This weekend was a bit of an adventure, in some ways good and in others that were challenging. I moved the wisteria so it is now along the ugly-ass chain link fence that runs along one side of our property line (but belongs to our neighbors). Now the wisteria can climb and be free and hopefully provide some more privacy along that part of the patio. I also moved both rose of sharon bushes and got rid of the rocks that were lyng along one side of that weird patch of yard. In the process, I also found a lot of slugs (ew) and two big nests of the nasty red ants that I've been battling for a year now.
A more creative person would think of ways to use those rocks in that weird back space, maybe to create a little rock garden, but my brain doesn't work this way. So the rocks are still in a pile until I figure out what to do with them.

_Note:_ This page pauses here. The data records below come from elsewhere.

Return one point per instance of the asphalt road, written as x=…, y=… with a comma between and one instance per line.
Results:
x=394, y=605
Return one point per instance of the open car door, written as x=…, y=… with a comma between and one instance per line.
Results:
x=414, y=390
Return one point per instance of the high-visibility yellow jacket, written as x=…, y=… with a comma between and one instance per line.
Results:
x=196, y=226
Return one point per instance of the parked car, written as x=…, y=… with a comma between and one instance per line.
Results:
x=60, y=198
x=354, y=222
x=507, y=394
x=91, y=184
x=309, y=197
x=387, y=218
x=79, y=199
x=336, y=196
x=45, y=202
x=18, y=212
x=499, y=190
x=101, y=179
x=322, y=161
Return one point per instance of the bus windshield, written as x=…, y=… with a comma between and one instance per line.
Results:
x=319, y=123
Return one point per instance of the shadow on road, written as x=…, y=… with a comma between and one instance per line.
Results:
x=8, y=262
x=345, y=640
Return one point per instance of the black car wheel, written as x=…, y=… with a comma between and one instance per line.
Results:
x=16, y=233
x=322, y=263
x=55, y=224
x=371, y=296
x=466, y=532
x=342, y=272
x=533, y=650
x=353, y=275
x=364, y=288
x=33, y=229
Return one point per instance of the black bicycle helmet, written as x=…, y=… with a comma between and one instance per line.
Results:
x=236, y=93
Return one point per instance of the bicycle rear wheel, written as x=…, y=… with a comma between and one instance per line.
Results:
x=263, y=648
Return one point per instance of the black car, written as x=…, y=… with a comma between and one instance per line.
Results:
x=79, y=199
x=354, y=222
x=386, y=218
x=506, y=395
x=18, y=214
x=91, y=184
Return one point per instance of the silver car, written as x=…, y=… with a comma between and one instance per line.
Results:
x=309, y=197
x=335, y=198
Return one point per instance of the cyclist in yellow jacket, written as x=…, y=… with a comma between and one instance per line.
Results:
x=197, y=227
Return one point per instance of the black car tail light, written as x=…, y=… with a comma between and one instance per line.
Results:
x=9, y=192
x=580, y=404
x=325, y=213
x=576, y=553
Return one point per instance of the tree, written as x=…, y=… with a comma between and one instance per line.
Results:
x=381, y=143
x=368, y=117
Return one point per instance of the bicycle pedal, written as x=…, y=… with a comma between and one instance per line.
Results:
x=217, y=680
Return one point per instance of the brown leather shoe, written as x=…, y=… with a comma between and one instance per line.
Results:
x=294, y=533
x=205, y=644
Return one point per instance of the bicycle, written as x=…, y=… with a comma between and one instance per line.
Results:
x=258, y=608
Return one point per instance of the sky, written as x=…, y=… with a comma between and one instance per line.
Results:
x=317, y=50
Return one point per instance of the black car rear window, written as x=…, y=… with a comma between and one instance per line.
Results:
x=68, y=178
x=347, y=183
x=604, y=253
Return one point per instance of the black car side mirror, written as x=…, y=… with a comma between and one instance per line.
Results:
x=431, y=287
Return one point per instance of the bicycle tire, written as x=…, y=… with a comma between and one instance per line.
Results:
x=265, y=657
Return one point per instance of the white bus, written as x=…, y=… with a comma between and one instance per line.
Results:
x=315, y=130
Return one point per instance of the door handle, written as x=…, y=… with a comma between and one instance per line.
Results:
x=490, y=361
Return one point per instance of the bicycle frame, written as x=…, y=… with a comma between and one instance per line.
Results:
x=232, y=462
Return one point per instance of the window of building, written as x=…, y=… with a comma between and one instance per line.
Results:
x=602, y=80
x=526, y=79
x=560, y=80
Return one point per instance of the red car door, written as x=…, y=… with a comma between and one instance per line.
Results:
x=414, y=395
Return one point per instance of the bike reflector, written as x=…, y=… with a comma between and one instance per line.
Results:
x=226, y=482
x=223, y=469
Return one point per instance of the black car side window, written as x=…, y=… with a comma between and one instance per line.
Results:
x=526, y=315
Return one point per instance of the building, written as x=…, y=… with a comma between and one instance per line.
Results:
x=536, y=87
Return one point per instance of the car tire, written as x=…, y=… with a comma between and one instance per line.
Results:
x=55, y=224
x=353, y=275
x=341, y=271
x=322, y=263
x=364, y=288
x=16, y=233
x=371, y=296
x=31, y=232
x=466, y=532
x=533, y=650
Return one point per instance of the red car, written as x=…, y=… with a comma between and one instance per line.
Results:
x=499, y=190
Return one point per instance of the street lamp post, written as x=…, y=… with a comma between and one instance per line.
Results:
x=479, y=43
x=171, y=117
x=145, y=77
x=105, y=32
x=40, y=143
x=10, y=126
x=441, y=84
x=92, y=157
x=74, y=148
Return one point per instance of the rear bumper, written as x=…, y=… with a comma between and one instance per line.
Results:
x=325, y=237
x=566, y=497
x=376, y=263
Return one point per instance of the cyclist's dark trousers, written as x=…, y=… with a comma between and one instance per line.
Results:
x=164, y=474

On Sunday, we hit a bunch of open houses in a suburb north of the city. We are still a year or so away from being in a position to sell our place and move, but some new factors have come into play that may or may not speed up our process (I'll get to that in a minute, and no, I'm not pregnant). Neither of us was terribly familiar with the suburb, but it has a good reputation, good schools, a stop on the commuter rail, and nice houses for prices that won't cause collective apoplexy. It was my first foray into house hunting, as Lunchboy bought our place right before we started dating, so I've never had the chance to shop for homes. After watching what is probably way too much Flip That House, it was interesting to see what's on the market and how people are presenting their properties for sale. Of the four places we saw, there was only one that I really liked, a bungalow with lots of light and a distinctly non-Colonial layout.

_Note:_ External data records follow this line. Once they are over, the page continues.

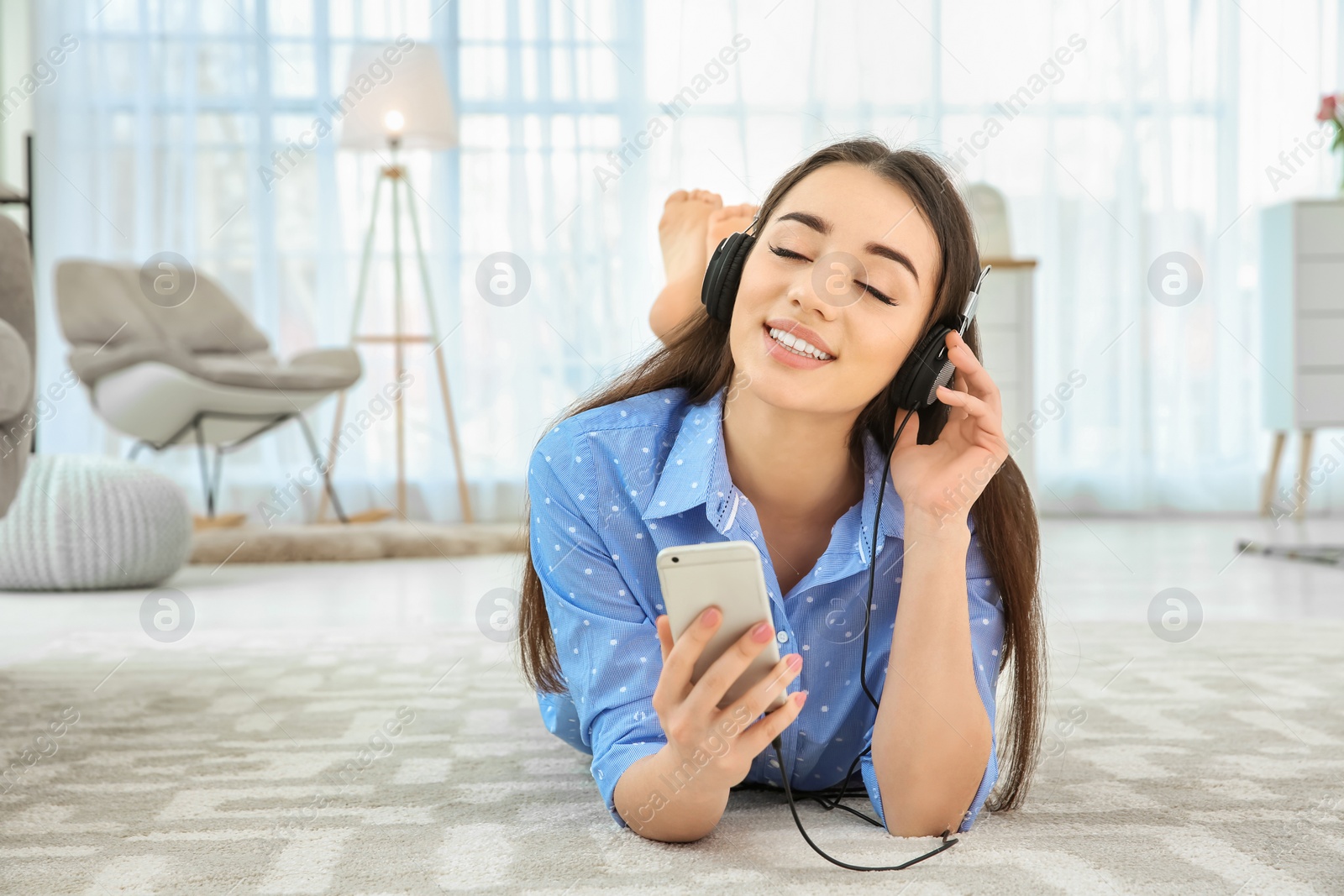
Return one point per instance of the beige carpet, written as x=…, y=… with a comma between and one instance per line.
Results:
x=355, y=542
x=225, y=765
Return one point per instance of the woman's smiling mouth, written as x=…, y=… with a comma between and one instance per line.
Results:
x=795, y=345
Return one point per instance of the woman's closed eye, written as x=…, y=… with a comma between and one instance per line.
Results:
x=788, y=253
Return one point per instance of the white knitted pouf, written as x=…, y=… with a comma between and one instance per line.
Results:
x=85, y=521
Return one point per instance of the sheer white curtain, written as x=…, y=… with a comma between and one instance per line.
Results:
x=1152, y=137
x=154, y=137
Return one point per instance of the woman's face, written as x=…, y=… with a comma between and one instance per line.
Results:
x=835, y=293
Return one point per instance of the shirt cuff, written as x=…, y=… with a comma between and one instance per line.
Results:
x=609, y=768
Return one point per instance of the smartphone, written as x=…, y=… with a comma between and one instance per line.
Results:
x=730, y=577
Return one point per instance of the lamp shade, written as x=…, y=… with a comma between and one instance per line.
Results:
x=405, y=100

But are we really ready for the 'burbs? This is the question. And the answer is that we are not sure. Pros: space and quiet and privacy. Cons: far away from friends and community, will mean relying a lot more on the car. We're spoiled because right now we have everything we need two blocks down the hill. I know that kids will change the equation in a major way, and I wish we had St. Paul, MN-like neighborhoods in Boston, close to the city but still very lowkey and affordable. So we have a lot to think about (thankfully we also have lots of time to think!)